From NPR News, this is ALL THINGS CONSIDERED. I'm Michele Norris.

MELISSA BLOCK, Host:

And I'm Melissa Block.

The House of Representatives was set today to approve a bill to cut student loan interest rates in half over the next five years. The measure is part of the Democrats' quick march on legislation during their first hundred hours in the majority, and it had bipartisan support.

As NPR's Andrea Seabrook reports, the measure also revealed some role reversals among House leaders.

ANDREA SEABROOK: If you've been paying attention to Congress in the past few years, you probably know two things - Democrats have not had much power in the minority, and Republicans have used a budgeting technique called a sunset to make something look like it costs less than it does.

Well, today, the two parties swapped roles. First, Republicans are too weak to swim against the tide of bills that Democrats are bringing to the floor under what are called closed rules. That means Republicans can't even offer amendments on these bills, which irks Georgia Republican Phil Gingrey.

PHIL GINGREY: This very important subject, to try to help low-income students afford a college education. there is a closed rule, immediately doing the things that you railed against us about.

SEABROOK: The Democrats' bill would reduce interest rates on college loans for low- and middle-income students by stepping them down slowly from 6.8 percent now, to 3.4 percent in five years. And then, six months after the loans hit the lowest rate, poof, the whole bill sunsets, and rates go back to 6.8 percent.

Now, no one thinks that's actually going to happen, but it will require a further act of Congress to do anything else. The sunset serves to make the bill look cheaper over the long haul, a tactic Republicans used many times on big tax cuts. One difference, though, Democrats have cut out subsidies for private banks and others to pay for the student loan rate drops, so it will not add to do the federal deficit.
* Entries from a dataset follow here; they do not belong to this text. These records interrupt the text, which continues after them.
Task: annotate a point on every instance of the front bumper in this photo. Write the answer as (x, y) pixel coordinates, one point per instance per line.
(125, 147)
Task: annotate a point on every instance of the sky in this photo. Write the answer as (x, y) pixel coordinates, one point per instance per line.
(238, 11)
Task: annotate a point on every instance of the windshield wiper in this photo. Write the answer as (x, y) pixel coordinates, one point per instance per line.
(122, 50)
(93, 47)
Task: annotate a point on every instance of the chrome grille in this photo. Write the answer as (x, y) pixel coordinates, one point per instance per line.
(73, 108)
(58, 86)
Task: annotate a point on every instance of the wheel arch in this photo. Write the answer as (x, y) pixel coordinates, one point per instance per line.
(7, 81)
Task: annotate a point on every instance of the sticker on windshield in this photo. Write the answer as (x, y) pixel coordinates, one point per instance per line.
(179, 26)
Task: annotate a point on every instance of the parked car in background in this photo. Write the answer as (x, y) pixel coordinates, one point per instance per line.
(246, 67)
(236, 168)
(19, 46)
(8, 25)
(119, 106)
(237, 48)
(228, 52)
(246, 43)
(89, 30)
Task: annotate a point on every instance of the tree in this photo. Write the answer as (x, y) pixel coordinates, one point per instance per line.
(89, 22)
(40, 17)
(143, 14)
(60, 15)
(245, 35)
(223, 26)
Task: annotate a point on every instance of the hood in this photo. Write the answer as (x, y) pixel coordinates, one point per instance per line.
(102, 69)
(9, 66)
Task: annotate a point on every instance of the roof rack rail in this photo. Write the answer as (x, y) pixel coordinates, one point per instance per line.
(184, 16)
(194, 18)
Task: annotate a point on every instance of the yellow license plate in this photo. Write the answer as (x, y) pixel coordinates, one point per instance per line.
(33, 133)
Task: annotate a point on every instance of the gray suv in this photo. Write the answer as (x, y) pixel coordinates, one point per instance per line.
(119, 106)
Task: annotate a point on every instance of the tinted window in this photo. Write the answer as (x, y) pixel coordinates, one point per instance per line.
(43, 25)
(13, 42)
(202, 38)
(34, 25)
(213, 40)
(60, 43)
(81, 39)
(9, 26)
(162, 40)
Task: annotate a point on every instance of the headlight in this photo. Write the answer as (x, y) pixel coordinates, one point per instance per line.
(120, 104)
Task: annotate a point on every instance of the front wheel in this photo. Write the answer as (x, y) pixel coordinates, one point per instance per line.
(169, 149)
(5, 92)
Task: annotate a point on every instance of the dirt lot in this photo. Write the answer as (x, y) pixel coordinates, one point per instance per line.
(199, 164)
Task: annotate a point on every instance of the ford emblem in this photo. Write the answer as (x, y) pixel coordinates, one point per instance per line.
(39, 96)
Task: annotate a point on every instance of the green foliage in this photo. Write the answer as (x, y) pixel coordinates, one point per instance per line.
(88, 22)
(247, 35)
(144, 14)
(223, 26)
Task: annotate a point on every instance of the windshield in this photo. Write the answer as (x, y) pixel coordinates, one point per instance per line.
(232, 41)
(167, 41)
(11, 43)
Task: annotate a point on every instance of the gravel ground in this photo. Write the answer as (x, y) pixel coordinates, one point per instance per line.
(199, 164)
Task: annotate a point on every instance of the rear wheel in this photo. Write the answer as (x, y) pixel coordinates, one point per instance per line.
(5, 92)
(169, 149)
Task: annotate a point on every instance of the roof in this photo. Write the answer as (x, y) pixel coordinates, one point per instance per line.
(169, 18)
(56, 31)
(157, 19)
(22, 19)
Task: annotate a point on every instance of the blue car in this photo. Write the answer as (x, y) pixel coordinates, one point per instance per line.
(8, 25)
And there's a lot of support for it. Florida Democrat Debbie Wasserman-Schultz says students may choose a school they like better because they'll be able to afford the payments, or the lower rates may help students choose better careers. For example, Wasserman-Schultz said, today, the country has a tremendous need for nurses and teachers.

DEBBIE WASSERMAN SCHULTZ: Their ability to decide to take that public service job as opposed to a job that, you know, you may not want, but is going to pay you more money so that you can handle your student loans - that's a big deal for American society.

SEABROOK: California Democrat Linda Sanchez says the lower rates will especially help immigrants.

LINDA SANCHEZ: (Speaking in foreign language)

SEABROOK: Today is a tremendous day for those who believe in the American dream, Sanchez said, before a Spanish language television camera. Both of Sanchez's parents are Mexican immigrants who came to the U.S. with very little, and then raised seven children.

SANCHEZ: All of us, through hard work, their sacrifice, a little bit of luck and definitely, through the affordability of college through student loans, graduated from college. So the seven of us are college graduates, and not many families can boast of that, plus two of us are members of Congress.

SEABROOK: Republicans argue that cutting interest rates would only help future college graduates, not people who'd like to go to college and can't afford it. Florida Congressman Ric Keller said the money should have gone to upfront tuition payments called Pell Grants instead.

RIC KELLER: We should have helped people with this $6 billion on the front end, with increased Pell Grants going to college, rather than helping college graduates on the back end.

SEABROOK: But Keller also expressed another common sentiment among Republicans.

KELLER: I'm not here to make fun of the proposal the Democrats have come forward with. I'm going to vote for it.

SEABROOK: Showing that Democrats are managing another political role reversal, bringing bills to the floor that Republicans don't like, but have trouble voting against.

Andrea Seabrook, NPR News, the Capitol.